ご案内:「教室」にギルゲイオスさんが現れました。
ギルゲイオス > (温泉帰りで、ややと肌がつややかになった魔王様。
街にまで戻ったはいいものの、そこからはたと何かに気付き。
速攻で学校へまで、やってくる、と)

……週明けに提出する、課題のプリントを忘れていたのである。
(思い出しただけでも、僥倖と言えるだろう。
緩い足取りで教室に入れば、自分の席を思い出すように周囲を見渡し)

ふむ……
(何か思いついたようにポケットから携帯を取り出せば、慣れない手つきでカメラモードをオン。
窓際、夕日を本で遮りながら佇む姿を、ファインダーに捉えてみようとする。
もっとも、場所が場所だ。すぐさまにばれてしまっても、おかしくはないのだが)

鏑木 ヤエ > (ただ動くのは時計の針と窓の外に浮かぶ雲と捲られる頁。
 視線は微動だにしない。
 ただ一点を読んでるんだか読んでねーんだかわからない本に向けている)

「………───」

(一瞬ふ、と窓の外に視線を向けた。
 特に何があった訳でもない。
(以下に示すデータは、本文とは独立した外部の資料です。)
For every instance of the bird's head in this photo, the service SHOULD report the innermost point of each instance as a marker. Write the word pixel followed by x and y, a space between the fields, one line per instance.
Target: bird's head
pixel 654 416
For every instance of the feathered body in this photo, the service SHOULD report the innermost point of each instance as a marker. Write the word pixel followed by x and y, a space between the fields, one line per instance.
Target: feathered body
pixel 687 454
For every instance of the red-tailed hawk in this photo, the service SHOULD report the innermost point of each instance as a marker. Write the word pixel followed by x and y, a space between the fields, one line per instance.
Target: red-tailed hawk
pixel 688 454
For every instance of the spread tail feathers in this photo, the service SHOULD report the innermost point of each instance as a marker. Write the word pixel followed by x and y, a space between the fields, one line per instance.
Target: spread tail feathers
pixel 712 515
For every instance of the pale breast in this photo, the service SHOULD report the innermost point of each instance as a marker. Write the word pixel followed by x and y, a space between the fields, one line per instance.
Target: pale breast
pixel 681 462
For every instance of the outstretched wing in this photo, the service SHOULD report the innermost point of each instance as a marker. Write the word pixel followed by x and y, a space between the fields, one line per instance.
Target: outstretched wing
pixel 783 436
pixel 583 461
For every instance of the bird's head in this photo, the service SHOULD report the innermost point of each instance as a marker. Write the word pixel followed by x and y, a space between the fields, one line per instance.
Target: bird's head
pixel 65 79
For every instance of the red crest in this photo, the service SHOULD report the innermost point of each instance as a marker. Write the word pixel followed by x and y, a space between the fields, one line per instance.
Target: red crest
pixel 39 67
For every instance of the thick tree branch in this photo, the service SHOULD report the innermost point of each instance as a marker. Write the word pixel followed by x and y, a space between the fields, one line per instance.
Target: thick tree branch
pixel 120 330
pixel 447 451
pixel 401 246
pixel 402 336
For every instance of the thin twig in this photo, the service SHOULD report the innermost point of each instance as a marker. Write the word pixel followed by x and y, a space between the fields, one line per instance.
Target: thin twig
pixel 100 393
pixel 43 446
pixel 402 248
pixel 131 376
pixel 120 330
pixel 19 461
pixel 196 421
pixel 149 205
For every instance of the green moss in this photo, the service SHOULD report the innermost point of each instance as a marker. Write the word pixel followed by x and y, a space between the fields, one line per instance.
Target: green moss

なんとなしにゆらりと視線を揺らした)

(と、それもすぐに飽いてしまったようでまた視線を落とす。
 未だ気付く気配はない)

ギルゲイオス > (相手に後で確認を取れば大丈夫かなと、異邦人的な緩い思考。
レンズの中の被写体、中央へと納めたままに、様子を伺って。
慣れない構えに合わせたオートフォーカス機能によって、焦点がボケたり、鮮明になったり、それを繰り返し)

――カシャッ
(携帯特有の、電子音が教室へと響き渡る。
タイミングは、そう、視線は一瞬と窓の外へと向けられた辺り。
素人撮影にしては、中々物憂げな感じを捉えれた、とは思うのだが……それ、以前に)

おぉぉおう!?
(思いのほか大きな撮影音に驚いた魔王様、狼狽える声が何だか色々と台無しにしてしまう)

鏑木 ヤエ > (カシャ。
 随分と乾いて俗世的なシャッター音が静かな教室に鳴り響いた。
 一瞬眉を下げて不機嫌そうな表情を浮かべるもすぐにそれは音の主に向けられる。
 見知った顔を見つければ、重々しく口を開いた)

「風紀委員会の電話番号って何番でしたっけ」

(普段と何ら変わらぬ声音は冷静なのか寝ぼけているのか。
 ポケットから携帯端末を取り出して指をスワイプさせていく。
 痴漢盗撮、現行犯、通報、検索。実に流れるような手つきである)

「やあ、どうも。やえです。
 ギルゲイオスは何をしに来たんです?」

ギルゲイオス > (やっとこさ落ち着いた辺りで画面を確認すると、こんなものかな?などと思いつつ首をかしげるの、だが)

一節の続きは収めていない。